I have long been fascinated with the idea of bearing witness. In the spiritual sense, it is to testify or proclaim beliefs that feel almost too overwhelming not to share, or even bear. But for the purpose of this piece, I think of it as a participatory person who was part of your shared experience and holds your memories with you and even for you. Witnesses play a valuable role in our lives, elevating our experience and sometimes adding to our shame or pain if there are things we would rather go unseen. But witnesses can also share our burden, while simultaneously making our experiences more based in reality (“you saw that, right?”).
One aspect of grieving that is particularly difficult is that we lose a witness, not a casual outside observer but someone who was able to bear witness with us as we experienced triumphs and tragedies, joys, laughter, and moving moments. When my mother died a few years ago, I was struck by the sense that many memories of my childhood, of my infant toddler/self, would be lost with the passing of my special witness. Sibling loss can be particularly hard for that reason since the perspective of the witness is similar to your own and can be called upon to help you remember what might have been forgotten.

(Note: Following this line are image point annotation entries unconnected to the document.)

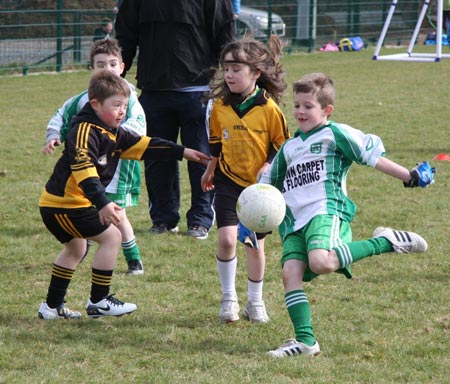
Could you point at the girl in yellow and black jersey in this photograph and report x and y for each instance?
(247, 128)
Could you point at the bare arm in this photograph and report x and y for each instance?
(393, 169)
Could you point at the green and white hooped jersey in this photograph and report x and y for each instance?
(311, 171)
(127, 178)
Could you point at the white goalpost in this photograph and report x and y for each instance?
(410, 55)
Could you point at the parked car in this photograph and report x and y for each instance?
(256, 22)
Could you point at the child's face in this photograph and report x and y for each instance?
(112, 110)
(239, 77)
(110, 63)
(308, 112)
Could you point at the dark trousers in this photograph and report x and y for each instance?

To have a witness is to be seen – it is to take whatever otherwise solitary experience might be distorted or fade with time and make it “real.” It is important in our lives to find a witness to help hold us, bear our sorrow, cheer us on, experience our growth. It does not have to be a family member or a partner; it can be a friend, counselor, mentor, colleague or teacher. As we busily hurry through our harried and sometimes isolated lives, it can be helpful to ask who is your witness and who are you willing to show up for and bear witness to. Bearing witness deepens our lives, as we feel seen and connected to, in our shared experience.